Some of the old buildings at Louisiana’s Frogmore Plantation are from the days of slavery, and recently found slave narratives add a voice of realism for tourists.
Cotton still grows in the fields of Frogmore, just as it has for nearly two centuries. But the plantation also welcomes tourists who see a collection of historic buildings. A tour guide leads visitors through a steam-powered cotton gin that’s on the National Historic Register. And guests step inside the stark cabins that were once the homes of enslaved people. History takes on a feeling of realism as the guide reads the first hand accounts of some of the people forced to live and work on the plantation.

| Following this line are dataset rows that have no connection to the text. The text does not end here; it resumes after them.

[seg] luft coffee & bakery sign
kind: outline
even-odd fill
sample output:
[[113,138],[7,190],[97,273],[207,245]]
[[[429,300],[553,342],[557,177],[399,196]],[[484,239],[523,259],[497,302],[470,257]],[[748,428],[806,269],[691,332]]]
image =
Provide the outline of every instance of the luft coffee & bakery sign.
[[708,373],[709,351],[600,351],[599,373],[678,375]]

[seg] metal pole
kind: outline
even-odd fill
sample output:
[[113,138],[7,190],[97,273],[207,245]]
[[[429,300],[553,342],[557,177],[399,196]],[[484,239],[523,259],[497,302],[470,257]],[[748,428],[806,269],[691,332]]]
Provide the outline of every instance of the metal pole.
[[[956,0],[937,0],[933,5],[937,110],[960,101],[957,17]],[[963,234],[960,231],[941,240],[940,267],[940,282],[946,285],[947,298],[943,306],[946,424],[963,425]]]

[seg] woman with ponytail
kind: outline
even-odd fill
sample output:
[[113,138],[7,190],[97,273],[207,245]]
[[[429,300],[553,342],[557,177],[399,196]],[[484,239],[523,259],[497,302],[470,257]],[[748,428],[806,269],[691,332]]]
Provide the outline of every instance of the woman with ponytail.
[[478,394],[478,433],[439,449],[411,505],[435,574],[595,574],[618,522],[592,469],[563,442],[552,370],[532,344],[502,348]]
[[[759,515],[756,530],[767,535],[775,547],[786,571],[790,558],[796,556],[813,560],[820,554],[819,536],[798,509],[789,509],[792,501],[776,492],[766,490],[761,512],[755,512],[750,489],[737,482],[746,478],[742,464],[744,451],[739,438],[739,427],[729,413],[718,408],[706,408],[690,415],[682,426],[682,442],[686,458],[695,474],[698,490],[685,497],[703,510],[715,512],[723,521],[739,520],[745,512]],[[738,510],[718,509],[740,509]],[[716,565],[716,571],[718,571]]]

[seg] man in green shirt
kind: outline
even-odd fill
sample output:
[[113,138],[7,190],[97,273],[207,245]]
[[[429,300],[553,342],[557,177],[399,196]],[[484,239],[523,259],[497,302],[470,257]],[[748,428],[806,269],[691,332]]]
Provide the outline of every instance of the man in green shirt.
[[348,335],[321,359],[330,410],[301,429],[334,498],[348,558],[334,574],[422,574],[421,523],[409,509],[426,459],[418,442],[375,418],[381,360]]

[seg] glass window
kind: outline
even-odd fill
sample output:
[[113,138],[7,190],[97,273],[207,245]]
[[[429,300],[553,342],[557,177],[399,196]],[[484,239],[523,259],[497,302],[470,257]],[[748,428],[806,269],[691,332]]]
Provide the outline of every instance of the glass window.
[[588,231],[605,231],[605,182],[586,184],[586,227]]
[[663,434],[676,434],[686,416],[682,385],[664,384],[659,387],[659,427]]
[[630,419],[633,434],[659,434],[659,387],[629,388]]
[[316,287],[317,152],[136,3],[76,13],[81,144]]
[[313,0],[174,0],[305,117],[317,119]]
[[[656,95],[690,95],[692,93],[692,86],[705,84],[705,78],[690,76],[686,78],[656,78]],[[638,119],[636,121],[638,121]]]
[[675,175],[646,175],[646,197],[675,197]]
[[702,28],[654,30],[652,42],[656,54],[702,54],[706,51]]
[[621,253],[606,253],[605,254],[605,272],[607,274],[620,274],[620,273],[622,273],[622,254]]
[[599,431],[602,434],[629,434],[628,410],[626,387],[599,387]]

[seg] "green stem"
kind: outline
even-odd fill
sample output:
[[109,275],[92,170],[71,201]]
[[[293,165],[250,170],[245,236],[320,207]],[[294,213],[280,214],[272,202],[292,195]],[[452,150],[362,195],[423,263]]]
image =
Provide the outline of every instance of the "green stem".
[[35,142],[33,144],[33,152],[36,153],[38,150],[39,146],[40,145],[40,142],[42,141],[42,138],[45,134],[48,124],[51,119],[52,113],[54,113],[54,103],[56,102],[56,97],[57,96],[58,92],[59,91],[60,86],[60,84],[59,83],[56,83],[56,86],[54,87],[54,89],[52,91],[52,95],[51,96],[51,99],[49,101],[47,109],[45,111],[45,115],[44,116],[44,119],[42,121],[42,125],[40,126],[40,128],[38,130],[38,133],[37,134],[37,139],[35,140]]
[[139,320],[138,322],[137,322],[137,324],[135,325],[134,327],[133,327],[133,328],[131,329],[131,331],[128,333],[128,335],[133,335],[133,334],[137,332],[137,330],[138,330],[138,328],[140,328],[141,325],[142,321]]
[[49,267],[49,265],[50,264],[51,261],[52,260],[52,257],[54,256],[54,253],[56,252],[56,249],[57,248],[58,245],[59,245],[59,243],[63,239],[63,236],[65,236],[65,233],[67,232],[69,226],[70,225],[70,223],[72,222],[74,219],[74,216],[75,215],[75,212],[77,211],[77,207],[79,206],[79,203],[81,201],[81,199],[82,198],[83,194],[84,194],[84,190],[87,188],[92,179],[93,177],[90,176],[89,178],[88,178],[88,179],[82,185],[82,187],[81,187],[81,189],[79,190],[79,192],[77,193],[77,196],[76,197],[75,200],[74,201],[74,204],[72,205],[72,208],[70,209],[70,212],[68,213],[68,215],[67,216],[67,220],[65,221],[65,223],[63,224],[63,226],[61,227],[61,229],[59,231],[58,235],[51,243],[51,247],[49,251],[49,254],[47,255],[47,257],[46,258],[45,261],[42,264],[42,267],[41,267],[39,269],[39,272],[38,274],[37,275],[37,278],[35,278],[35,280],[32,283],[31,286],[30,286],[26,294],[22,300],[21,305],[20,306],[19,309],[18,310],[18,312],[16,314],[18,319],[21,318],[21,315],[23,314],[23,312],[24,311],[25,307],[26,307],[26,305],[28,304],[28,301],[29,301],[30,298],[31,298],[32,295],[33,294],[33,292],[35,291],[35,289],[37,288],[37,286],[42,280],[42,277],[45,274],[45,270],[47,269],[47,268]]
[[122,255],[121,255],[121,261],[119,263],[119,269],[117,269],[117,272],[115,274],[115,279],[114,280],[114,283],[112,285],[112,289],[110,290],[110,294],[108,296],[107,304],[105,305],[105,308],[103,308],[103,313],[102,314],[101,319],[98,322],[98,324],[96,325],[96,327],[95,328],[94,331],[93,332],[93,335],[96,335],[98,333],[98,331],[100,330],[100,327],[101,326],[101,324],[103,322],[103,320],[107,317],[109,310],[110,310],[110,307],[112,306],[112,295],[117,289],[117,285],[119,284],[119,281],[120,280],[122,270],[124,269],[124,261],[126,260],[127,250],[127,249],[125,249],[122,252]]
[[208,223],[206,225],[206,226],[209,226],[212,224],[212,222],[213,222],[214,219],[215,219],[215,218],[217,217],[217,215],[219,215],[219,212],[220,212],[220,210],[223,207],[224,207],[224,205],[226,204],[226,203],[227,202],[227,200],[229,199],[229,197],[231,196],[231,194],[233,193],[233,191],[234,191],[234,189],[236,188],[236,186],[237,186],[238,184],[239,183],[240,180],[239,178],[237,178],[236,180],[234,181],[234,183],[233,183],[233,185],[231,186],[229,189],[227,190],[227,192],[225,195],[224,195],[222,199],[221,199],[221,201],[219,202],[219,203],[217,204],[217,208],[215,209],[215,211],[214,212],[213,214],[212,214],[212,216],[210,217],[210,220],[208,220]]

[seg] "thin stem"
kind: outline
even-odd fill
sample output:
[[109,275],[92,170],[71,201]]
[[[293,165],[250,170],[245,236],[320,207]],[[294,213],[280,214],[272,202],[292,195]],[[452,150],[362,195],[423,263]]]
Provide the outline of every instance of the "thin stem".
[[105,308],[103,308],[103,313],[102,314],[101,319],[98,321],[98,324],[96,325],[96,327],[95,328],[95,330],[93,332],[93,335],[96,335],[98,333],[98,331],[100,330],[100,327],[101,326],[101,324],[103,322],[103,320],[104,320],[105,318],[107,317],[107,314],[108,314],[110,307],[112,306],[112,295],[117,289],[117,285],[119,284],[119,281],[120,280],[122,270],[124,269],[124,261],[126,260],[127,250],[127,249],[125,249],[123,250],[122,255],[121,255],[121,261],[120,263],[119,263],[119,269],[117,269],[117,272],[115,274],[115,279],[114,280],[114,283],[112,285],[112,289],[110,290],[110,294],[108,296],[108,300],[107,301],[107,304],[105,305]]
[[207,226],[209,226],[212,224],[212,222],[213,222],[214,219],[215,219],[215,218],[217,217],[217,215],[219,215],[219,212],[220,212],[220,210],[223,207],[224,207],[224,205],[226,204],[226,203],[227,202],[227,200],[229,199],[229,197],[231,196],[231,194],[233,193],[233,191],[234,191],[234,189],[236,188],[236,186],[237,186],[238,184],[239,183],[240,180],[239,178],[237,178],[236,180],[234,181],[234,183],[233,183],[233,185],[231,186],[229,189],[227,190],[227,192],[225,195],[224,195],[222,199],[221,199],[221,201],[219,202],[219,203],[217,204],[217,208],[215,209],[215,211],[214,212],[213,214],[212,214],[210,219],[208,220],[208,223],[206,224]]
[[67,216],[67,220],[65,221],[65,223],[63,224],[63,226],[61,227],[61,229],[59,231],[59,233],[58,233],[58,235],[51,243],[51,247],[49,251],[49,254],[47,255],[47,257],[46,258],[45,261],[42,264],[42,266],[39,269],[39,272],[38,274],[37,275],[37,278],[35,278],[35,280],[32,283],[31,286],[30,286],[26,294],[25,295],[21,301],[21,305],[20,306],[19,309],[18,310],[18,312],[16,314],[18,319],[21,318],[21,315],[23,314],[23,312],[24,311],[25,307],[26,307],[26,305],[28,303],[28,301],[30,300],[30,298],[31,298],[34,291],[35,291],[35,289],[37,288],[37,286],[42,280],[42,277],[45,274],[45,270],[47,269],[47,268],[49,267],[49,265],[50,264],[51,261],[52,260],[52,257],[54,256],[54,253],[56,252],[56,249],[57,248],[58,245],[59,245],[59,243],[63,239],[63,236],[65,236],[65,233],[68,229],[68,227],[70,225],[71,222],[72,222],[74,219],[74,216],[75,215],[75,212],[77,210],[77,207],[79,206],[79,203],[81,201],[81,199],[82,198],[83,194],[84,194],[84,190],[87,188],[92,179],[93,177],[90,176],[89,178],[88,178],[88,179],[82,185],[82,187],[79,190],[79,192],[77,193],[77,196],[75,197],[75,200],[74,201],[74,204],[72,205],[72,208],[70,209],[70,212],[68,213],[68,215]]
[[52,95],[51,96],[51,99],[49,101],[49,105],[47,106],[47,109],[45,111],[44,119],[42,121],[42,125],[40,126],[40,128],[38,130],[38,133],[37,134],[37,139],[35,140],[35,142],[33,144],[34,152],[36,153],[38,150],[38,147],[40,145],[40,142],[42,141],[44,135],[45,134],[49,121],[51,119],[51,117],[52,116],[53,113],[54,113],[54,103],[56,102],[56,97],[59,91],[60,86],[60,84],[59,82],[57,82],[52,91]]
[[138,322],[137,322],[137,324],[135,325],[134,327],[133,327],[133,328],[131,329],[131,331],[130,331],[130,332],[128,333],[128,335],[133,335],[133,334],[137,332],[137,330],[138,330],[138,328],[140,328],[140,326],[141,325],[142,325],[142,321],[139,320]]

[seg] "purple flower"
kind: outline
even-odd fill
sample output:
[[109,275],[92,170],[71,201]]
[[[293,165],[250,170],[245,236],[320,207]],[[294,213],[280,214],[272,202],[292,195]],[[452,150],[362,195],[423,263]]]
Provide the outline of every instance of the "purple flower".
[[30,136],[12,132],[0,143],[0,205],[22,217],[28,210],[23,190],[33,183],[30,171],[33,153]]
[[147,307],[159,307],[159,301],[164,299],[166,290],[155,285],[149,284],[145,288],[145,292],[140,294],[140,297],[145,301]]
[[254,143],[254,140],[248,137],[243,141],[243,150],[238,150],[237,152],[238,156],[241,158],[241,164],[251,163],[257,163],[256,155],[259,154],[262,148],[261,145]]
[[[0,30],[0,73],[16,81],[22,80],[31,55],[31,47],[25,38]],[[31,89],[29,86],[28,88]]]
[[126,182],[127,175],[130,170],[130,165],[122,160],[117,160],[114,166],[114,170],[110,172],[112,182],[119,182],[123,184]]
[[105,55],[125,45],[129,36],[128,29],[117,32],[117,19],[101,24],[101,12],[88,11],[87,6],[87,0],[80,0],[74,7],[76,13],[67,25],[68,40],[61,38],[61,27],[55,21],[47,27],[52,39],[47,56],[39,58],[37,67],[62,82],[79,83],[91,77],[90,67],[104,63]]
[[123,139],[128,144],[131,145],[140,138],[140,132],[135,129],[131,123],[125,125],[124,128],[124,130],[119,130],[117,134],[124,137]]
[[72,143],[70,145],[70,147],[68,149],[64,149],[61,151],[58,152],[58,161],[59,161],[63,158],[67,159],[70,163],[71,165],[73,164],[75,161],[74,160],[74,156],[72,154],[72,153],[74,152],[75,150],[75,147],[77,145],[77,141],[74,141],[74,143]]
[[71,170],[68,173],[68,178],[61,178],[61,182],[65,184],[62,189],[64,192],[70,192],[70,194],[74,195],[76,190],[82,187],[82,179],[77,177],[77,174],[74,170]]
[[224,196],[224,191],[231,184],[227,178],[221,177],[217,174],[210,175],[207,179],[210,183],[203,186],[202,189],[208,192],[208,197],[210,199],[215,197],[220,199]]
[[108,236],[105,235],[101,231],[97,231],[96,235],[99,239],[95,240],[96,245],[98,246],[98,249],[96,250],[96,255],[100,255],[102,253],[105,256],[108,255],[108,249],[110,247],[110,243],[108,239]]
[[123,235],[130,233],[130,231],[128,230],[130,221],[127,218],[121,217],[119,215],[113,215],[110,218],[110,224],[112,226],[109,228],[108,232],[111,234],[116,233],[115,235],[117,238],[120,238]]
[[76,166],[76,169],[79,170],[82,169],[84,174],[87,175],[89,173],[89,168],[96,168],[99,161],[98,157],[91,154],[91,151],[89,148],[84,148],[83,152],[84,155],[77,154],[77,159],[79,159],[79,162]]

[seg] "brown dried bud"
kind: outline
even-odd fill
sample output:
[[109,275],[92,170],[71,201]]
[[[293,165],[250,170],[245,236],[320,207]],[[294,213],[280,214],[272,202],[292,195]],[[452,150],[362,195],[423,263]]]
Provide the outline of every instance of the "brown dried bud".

slave narratives keep in real
Frogmore owner Lynette Tanner wanted to know more about the history of plantation life in Louisiana. She found the stories of former slaves in the Library of Congress. More than two-thousand former slaves told their personal stories in the 1930’s to interviewers with the Federal Writers’ Project. The interviews came from all of the southern states except for Louisiana. Apparently, writer Lyle Saxon, who helped supervise the project, kept the Louisiana slave narratives at Melrose Plantation. Those original documents eventually found their way to the library at Northwestern State University in Natchitoches, Louisiana.
lost and found
Tanner has now compiled the narratives from the former Louisiana slaves into a book she titled, “Chained to the Land: Voices from Cotton & Cane Plantations“. “It was not part of our education growing up,” Tanner explained. ” I think so much of the history for adults today was glossed over if it was unkind or not socially accepted history.” Tanner adds, “I’ve gone to great lengths to find the real facts”.
During the plantation tour, visitors hear Tanner explain the achievements of the enslaved Africans as land developers, skilled artisans, jewelry makers and their contributions to Southern music. She hopes that sharing these voices from the past will bring to life the experiences of the enslaved people. And during her presentation, Tanner points out that slavery has not ended, “There are children today that are being captured on the black market, drugged and sold”. She is supportive of efforts by groups like Louisiana United Methodist Children and Family Services that offer shelter and treatment for children.